A candidata mais votada nesta eleição, a professora aposentada Márcia Gil, 57, recebeu 3.629 votos —o maior volume desde 2007, segundo o site da prefeitura.
“Quem mora em Porto Alegre voltou a ver crianças pedindo dinheiro na sinaleira, voltou a se deparar com trabalho infantil. A gente já tinha avançado em tudo isso, mas há um desmonte das políticas públicas. A mobilização ganhou força também por isso”, disse Márcia à Folha.
A professora foi eleita pela microrregião do centro, local em que nenhum conselheiro identificado com os evangélicos venceu. “A gente está tendo que defender coisas básicas como vacinação e uso da cadeirinha no carro e tendo que combater o ensino domiciliar”, comenta.
Também na capital mineira, o interesse cresceu: o número de votos foi quase o dobro do das eleições de 2015. Em 2019, as urnas tiveram 46.619 votos, 46% a mais do que os 31.800 de quatro anos atrás.
Segundo a prefeitura, houve suspeitas de boca de urna e de transporte de eleitores, ainda sob investigação.
A servidora pública aposentada Altamira de Sá Pereira, 67, conta que votou ontem pela primeira vez em conselheiros tutelares. Membro da Igreja Universal do Reino de Deus, ela diz que a eleição foi abordada em cultos, mas que votou “como sociedade”.
“O que a gente vê são as nossas crianças sendo massacradas, sendo estupradas, apanhando, sofrendo os piores castigos por parte de familiares e também da sociedade que não cuida. Existe um Conselho Tutelar ‘pro forma’, que não atende a necessidade da criança”, afirma.
Para ela, as eleições sempre estiveram dominadas por “panelas”, mas avalia que agora “pessoas de bem tomaram consciência disso e se candidataram”.
No Rio, a violência fez com que alguns locais de votação fossem transferidos por questões de segurança, como na região do complexo da Pedreira, onde uma guerra de facções causou terror na última semana, e na Cidade de Deus.
Denúncias recebidas pelo CMDCA também relatam que o tráfico e a milícia atuaram de forma irregular no processo eleitoral.
As reclamações, em geral, dizem respeito a boca de urna, ameaças, compra de votos, transporte irregular de eleitores e propaganda extemporânea. O Ministério Público impugnou sete candidaturas, cuja situação ainda será avaliada.
No final de semana, a ouvidoria do Ministério Público recebeu 129 comunicações sobre irregularidades. No domingo (6), dia de eleição, foram 116.
“A maior parte das denúncias recebidas são intercorrências relacionadas à falta de acesso às urnas ou seções corretas por desconhecimento das alocações das seções eleitorais e da data de corte fixada pelo TRE para atualização do domicílio eleitoral”, afirma a promotora Denise Vidal.

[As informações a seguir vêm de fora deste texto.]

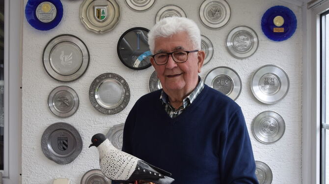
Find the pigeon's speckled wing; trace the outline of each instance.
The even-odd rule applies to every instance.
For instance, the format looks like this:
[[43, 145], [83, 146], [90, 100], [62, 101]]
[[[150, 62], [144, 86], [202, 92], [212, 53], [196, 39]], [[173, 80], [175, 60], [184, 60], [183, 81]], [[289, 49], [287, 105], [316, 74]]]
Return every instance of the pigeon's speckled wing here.
[[103, 174], [111, 180], [128, 180], [140, 159], [118, 150], [108, 151], [100, 162]]

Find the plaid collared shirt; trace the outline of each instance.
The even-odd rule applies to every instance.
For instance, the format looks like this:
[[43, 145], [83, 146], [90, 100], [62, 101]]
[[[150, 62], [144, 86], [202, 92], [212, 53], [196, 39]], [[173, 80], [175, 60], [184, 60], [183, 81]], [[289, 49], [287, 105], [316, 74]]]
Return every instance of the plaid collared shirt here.
[[190, 95], [183, 100], [183, 105], [180, 106], [177, 110], [175, 109], [175, 108], [171, 105], [171, 104], [170, 104], [167, 94], [166, 94], [163, 90], [161, 92], [160, 100], [164, 106], [165, 112], [168, 113], [168, 115], [170, 118], [175, 118], [180, 114], [182, 114], [185, 108], [193, 102], [193, 101], [195, 99], [196, 96], [197, 96], [202, 91], [202, 89], [203, 89], [203, 87], [204, 87], [204, 84], [203, 83], [203, 81], [201, 80], [200, 76], [198, 77], [198, 78], [199, 83], [196, 86], [196, 87], [195, 87]]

Mesmo com a confusão, o número de eleitores chegou a 107.841, mais que o dobro dos cerca de 48.000 contabilizados nas últimas eleições, há quatro anos.
No município do Rio foram eleitos 190 conselheiros, sendo 95 titulares e 95 suplentes. Eles recebem um salário bruto de R$ 4.128. A apuração da votação terminou às 5h desta segunda (7), mas os resultados serão divulgados no site do CMDCA apenas na terça (8).